I'm new here but not so new to aquariums. I've had a standard 10g tank for about a year and a half now which is planted and doing well. I've got a 20" HO T5 lighting system on it which puts out more than enough light. The only problem I'm having right now is a black furry algae growth but I believe that is because i've had the light on a little long lately. 

Anyway, enough background. I've recently purchased an older 20 gal hexagonal tank that is 16" wide and 20" deep. Each side is 9.5". I also want to have this aquarium planted but am having a really hard time finding an adequate light setup that would fit the tank. I can't seem to find any HO T5 system that will fit a 16" wide tank and if i go with an LED system, I feel like I'm going to need a fairly large number of strips to get up the 3W/gallon light output that I'm looking for.

So question for you all. Can anyone help me figure out or recommend the best setup for this odd size tank? I'd like to keep it under $200 and want to provide enough light to grow any type of plant.

Let me know what you all think!

I really appreciate the time taken for any response! 

Thanks!


----------



## Michael (Jul 20, 2010)

Welcome to APC!

A really good and inexpensive light for this tank would be a desk lamp or task light with a 26w spiral compact fluorescent tube in it. Look for a 6500K "daylight" CFL at any hardware store.

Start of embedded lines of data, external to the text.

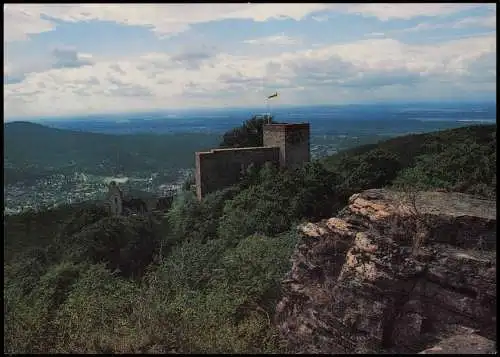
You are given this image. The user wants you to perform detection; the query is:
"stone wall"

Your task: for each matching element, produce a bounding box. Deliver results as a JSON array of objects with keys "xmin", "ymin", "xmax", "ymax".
[
  {"xmin": 196, "ymin": 123, "xmax": 310, "ymax": 200},
  {"xmin": 196, "ymin": 147, "xmax": 280, "ymax": 199},
  {"xmin": 263, "ymin": 123, "xmax": 310, "ymax": 169}
]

The lamp should hold the CFL vertically, not horizontally--you will get more light that way.


----------



## mlongpre (Oct 10, 2012)

Thanks for the reply Michael!

That is a good alternative that i didn't think about! But i think I want to try and find something a little more professional looking. Also, I would have a hard time setting it up as I do not have anything around the tank that I can set it onto.

I guess I could find a way to make it work if I cant figure out anything else.

Thanks again!


----------



## mlongpre (Oct 10, 2012)

Ended up getting the Ray 2 LED strip...looks and lights up my tank great! Perfect fit!


----------